Enantiomer/enantiomer interactions between the S- and R- isomers of omeprazole in human cytochrome P450 enzymes: major role of CYP2C19 and CYP3A4.

We investigated the enzyme kinetic basis for the stereoselective disposition of R- and S-omeprazole (OME) and racemic OME in human liver microsomes. OME is primarily metabolized by the hepatic cytochrome P450 enzyme system (CYP2C19 and 3A4). The metabolism of each enantiomer and pseudoracemic OME was studied using unlabeled and (13)C(7)-labeled enantiomers. The enantiomers inhibited each other's metabolism competitively in human liver microsomes and in recombinant CYP2C19 and 3A4. The results obtained with the individual enantiomers allowed successful prediction of the enzyme kinetics for the pseudoracemate. The intrinsic clearance of each enantiomer in a pseudoracemic mixture remained the same as those of the individually incubated enantiomers, although K(m) and V(max) decreased.
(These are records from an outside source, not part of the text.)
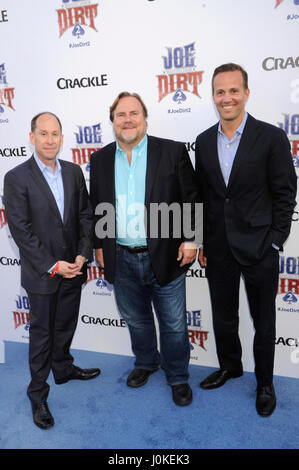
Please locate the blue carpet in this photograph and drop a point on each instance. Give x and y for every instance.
(106, 414)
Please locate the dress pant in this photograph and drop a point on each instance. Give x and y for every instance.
(136, 289)
(53, 320)
(261, 283)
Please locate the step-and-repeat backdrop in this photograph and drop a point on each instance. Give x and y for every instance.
(72, 57)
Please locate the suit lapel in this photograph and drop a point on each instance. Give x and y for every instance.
(67, 188)
(248, 139)
(108, 170)
(44, 187)
(153, 160)
(214, 157)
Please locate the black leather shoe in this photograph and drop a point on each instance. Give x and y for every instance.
(79, 374)
(218, 378)
(182, 394)
(139, 377)
(42, 416)
(265, 400)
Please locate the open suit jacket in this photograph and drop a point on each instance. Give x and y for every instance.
(170, 178)
(255, 209)
(35, 223)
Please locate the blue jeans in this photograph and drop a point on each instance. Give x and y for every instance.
(136, 288)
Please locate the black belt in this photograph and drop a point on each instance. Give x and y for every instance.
(134, 249)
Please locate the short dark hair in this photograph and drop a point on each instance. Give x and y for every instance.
(125, 94)
(35, 118)
(230, 67)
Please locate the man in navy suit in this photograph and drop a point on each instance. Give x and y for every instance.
(248, 187)
(50, 218)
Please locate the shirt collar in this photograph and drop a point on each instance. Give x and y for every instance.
(240, 129)
(44, 167)
(139, 146)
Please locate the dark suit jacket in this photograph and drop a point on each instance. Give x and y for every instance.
(36, 225)
(170, 178)
(256, 207)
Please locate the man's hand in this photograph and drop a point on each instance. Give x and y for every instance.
(68, 270)
(187, 253)
(201, 258)
(99, 256)
(79, 261)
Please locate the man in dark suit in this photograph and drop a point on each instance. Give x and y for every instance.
(134, 175)
(50, 218)
(248, 185)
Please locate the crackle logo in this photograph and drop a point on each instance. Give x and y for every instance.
(21, 314)
(102, 287)
(6, 92)
(197, 336)
(180, 76)
(79, 16)
(88, 141)
(290, 125)
(3, 219)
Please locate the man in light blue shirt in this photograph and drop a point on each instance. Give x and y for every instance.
(133, 174)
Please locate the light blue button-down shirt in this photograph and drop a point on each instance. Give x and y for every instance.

In the pseudoracemate, the relative contribution of CYP2C19 and 3A4 to 5-hydroxylation and 5'-O-demethylation of R-OME was comparable to that obtained for the incubation of R-OME alone. For S-OME, however, the presence of its antipode greatly increased the contribution of CYP3A4, with increasing concentrations, compared with that obtained when incubating S-OME alone. The results of our in vitro study clearly show metabolic interactions between the OME enantiomers, which may also occur in vivo. Because the enantiomers of OME produce similar pharmacological effects, the enantiomer interactions should not significantly affect the pharmacodynamics. On the other hand, the use of the S-enantiomer results in less complex enzyme kinetics than those of the racemate; thus, the outcome of its clinical use is more predictable.